Posted by: Carole [TypeKey Profile Page] | November 15, 2007 4:28 PM

It's not clear to me whether Miller's requests would really amount to "traffic improvements" or just bigger roads -- which tend to fill up with more traffic, remaining as congested as before. He seems to argue against accommodating pedestrians by pointing out that cancer patients will drive, not walk, to the center. But what about the people who work there? And what about the rest of us who live and work in the area?

"Observer" laments the lack of "good urbanism" in NH design. How does good urbanism equal bigger and faster roads in an area that's not only full of cars, but also of people walking to work, to school, to lunch, etc.? Don't we want to encourage more people to walk when they can, instead of driving?

Traffic jams aren't in anyone's interest. What about Mike Piscitelli's point about fixing the timing of the lights?

Maybe someone who knows more about urban design (NOT highway design) and about this project can shed some light on these issues.

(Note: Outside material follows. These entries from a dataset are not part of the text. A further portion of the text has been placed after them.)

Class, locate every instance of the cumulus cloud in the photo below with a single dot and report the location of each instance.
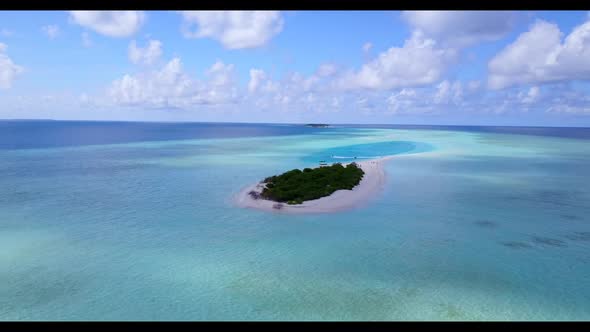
(6, 33)
(8, 69)
(539, 56)
(531, 96)
(171, 87)
(418, 62)
(233, 29)
(461, 28)
(52, 31)
(110, 23)
(447, 92)
(146, 55)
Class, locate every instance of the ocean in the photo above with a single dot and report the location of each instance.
(135, 221)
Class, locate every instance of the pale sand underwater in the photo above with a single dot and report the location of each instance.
(371, 184)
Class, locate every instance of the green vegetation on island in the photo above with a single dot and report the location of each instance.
(297, 186)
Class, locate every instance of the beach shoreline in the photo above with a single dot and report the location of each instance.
(372, 183)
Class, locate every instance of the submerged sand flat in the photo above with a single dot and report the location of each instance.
(372, 182)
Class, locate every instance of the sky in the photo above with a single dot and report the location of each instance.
(524, 68)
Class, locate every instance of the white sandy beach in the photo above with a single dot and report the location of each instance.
(372, 182)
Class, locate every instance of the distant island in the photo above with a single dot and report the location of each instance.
(297, 186)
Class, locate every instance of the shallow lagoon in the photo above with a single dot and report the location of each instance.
(479, 225)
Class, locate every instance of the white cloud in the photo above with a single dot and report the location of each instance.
(171, 87)
(538, 56)
(531, 96)
(6, 33)
(418, 62)
(52, 30)
(8, 69)
(147, 55)
(86, 41)
(233, 29)
(326, 70)
(461, 28)
(110, 23)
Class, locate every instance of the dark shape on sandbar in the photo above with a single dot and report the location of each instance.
(516, 245)
(254, 194)
(549, 241)
(579, 236)
(486, 223)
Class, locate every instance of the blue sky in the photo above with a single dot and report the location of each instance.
(494, 68)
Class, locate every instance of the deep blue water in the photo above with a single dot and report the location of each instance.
(22, 134)
(135, 221)
(46, 133)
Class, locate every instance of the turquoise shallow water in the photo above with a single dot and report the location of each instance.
(470, 226)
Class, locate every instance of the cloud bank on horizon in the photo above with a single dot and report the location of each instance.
(448, 67)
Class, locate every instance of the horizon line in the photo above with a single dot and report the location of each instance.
(295, 123)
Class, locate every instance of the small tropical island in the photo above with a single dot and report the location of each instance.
(297, 186)
(325, 189)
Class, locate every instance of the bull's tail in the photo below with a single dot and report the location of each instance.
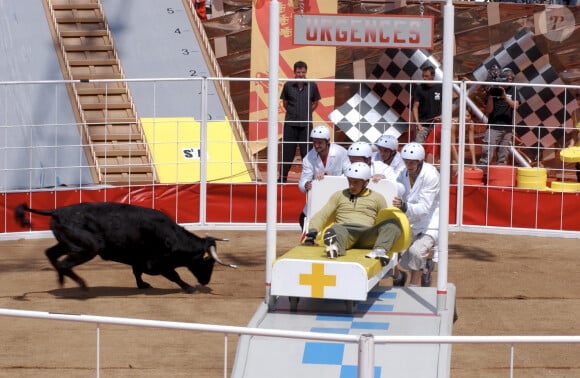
(20, 214)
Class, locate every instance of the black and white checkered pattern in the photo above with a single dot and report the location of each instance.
(381, 108)
(546, 112)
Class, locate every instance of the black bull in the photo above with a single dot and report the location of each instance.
(146, 239)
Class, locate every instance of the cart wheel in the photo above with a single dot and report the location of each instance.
(272, 300)
(350, 306)
(293, 303)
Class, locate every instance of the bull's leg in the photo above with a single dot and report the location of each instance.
(137, 272)
(71, 260)
(172, 275)
(53, 254)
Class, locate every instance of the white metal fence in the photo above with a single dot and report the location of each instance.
(46, 160)
(366, 342)
(43, 163)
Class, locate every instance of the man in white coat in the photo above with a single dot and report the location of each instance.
(363, 152)
(324, 159)
(388, 153)
(418, 198)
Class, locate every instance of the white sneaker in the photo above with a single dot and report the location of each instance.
(331, 244)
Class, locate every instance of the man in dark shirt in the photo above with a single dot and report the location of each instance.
(502, 101)
(426, 108)
(299, 99)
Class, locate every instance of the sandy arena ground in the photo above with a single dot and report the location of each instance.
(505, 286)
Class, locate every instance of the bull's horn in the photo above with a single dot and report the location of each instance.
(213, 253)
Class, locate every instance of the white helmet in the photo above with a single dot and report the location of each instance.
(320, 132)
(360, 149)
(413, 151)
(388, 141)
(359, 170)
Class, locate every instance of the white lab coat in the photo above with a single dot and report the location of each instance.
(337, 163)
(380, 168)
(397, 164)
(422, 200)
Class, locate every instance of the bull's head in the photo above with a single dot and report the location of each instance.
(203, 268)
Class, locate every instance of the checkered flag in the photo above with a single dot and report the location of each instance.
(546, 111)
(384, 108)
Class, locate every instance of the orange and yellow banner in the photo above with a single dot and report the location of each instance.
(321, 62)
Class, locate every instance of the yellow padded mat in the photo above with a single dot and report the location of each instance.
(316, 253)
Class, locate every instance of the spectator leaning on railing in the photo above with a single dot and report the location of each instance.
(501, 103)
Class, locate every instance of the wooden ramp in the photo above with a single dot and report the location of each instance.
(108, 123)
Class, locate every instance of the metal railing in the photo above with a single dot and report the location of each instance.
(366, 342)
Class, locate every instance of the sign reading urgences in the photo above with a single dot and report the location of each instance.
(364, 31)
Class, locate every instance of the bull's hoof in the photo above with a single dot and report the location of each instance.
(144, 285)
(189, 289)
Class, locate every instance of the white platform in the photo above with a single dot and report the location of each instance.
(388, 311)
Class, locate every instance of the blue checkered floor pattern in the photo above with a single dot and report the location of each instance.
(324, 353)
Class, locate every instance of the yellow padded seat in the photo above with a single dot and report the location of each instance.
(315, 253)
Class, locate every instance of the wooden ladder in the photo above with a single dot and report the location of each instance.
(111, 132)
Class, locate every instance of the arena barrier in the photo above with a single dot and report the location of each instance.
(32, 172)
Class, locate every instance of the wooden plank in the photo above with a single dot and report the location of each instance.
(100, 91)
(93, 62)
(120, 150)
(83, 76)
(78, 20)
(106, 105)
(83, 47)
(84, 33)
(75, 6)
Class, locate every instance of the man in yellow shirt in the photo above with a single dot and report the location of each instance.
(354, 212)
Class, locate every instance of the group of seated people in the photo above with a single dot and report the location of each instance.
(355, 209)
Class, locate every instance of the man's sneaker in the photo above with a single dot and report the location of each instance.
(379, 254)
(426, 276)
(401, 280)
(331, 244)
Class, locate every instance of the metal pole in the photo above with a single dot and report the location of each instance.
(203, 154)
(366, 356)
(446, 109)
(272, 190)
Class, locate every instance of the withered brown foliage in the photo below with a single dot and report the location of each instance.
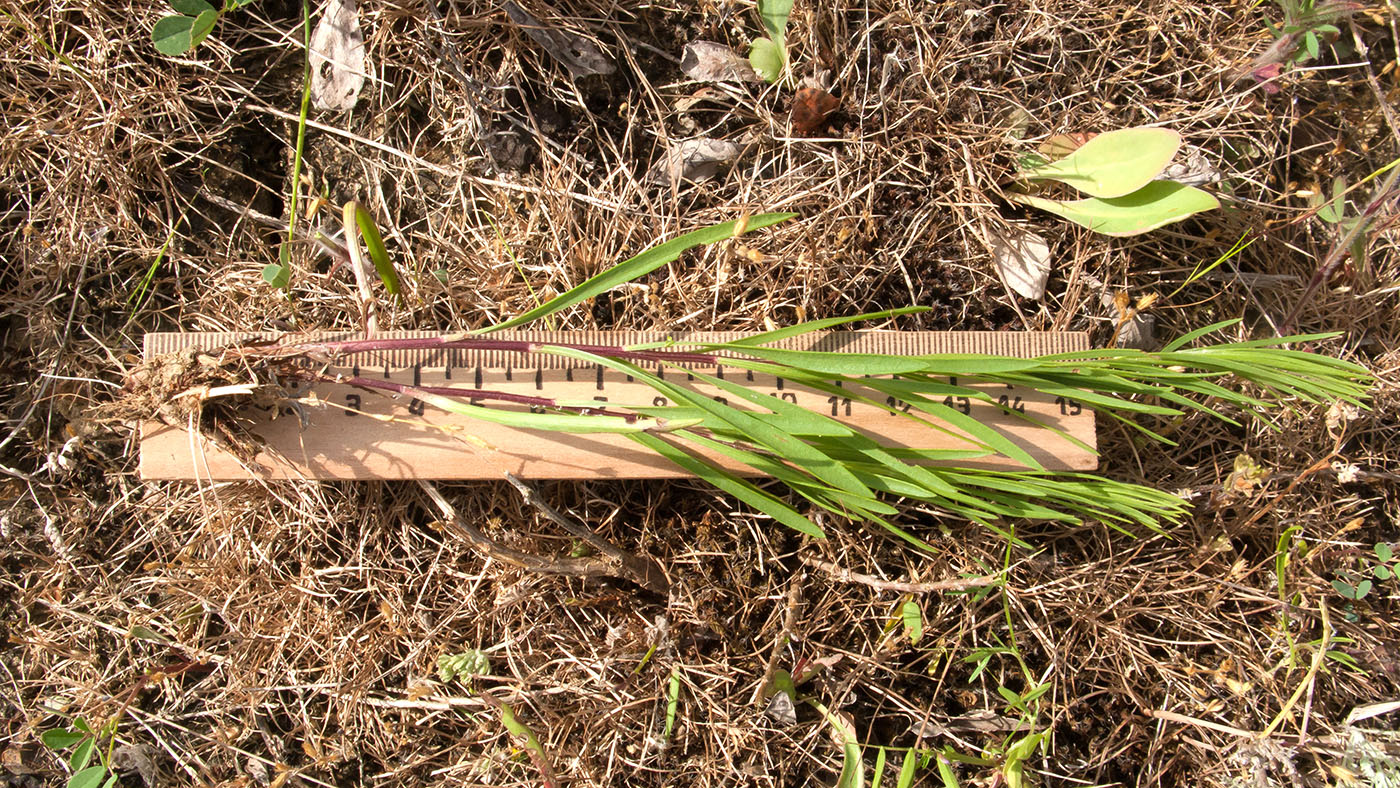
(317, 612)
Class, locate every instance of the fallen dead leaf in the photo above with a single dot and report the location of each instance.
(336, 58)
(1022, 259)
(693, 160)
(580, 55)
(711, 62)
(811, 108)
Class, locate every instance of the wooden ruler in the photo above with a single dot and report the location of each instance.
(354, 437)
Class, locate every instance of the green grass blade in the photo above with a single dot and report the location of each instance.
(730, 483)
(641, 265)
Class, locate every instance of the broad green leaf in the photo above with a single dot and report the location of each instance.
(773, 14)
(83, 755)
(730, 483)
(1113, 164)
(202, 27)
(641, 265)
(60, 738)
(90, 777)
(1155, 205)
(172, 35)
(767, 59)
(913, 617)
(191, 7)
(277, 275)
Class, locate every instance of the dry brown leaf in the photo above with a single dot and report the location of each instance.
(580, 55)
(711, 62)
(336, 58)
(1022, 259)
(693, 160)
(811, 108)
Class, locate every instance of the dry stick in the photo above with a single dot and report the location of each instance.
(573, 567)
(794, 601)
(847, 575)
(643, 571)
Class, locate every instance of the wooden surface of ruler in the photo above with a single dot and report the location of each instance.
(352, 435)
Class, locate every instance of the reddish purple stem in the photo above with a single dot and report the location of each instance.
(472, 394)
(503, 345)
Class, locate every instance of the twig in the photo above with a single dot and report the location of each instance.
(643, 571)
(847, 575)
(794, 601)
(573, 567)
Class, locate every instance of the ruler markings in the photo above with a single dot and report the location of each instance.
(336, 445)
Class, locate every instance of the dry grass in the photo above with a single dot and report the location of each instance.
(314, 613)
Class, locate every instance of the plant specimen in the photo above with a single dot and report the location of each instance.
(1119, 171)
(821, 459)
(86, 742)
(192, 23)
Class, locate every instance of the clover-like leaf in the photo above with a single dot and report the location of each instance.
(1113, 164)
(172, 35)
(1152, 206)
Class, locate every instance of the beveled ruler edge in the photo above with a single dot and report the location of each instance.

Posted by: nfjanette [TypeKey Profile Page] | November 15, 2007 8:17 PM

Traffic is a disaster at rush hour in the area roughly bounding the "Air Rights" garage. That's without any impact (positive or negative) from the new construction. Allowing Pfizer to build on that block effectively made the garage's name a joke. "Air Rights" to what - the giant cavern at the lower level in which a few cars are parked?

For all of the talk of making the new building more pedestrian friendly, I don't see (unfortunately) many success stories of that kind in New Haven. It would be great to have consistent wide, well lit, well policed, nicely gardened pedestrian walkways (partially covered?) connecting major areas of downtown such as the train station, the hospital complex, the Green, etc. The success of such an effort is unknown, however. Another question we should consider would be how to better integrate that area with the existing mass transit system.

Posted by: charlie | November 16, 2007 6:09 PM

Look at the City's newest plans for the Route 34 East area before complaining. I think they are way ahead of you.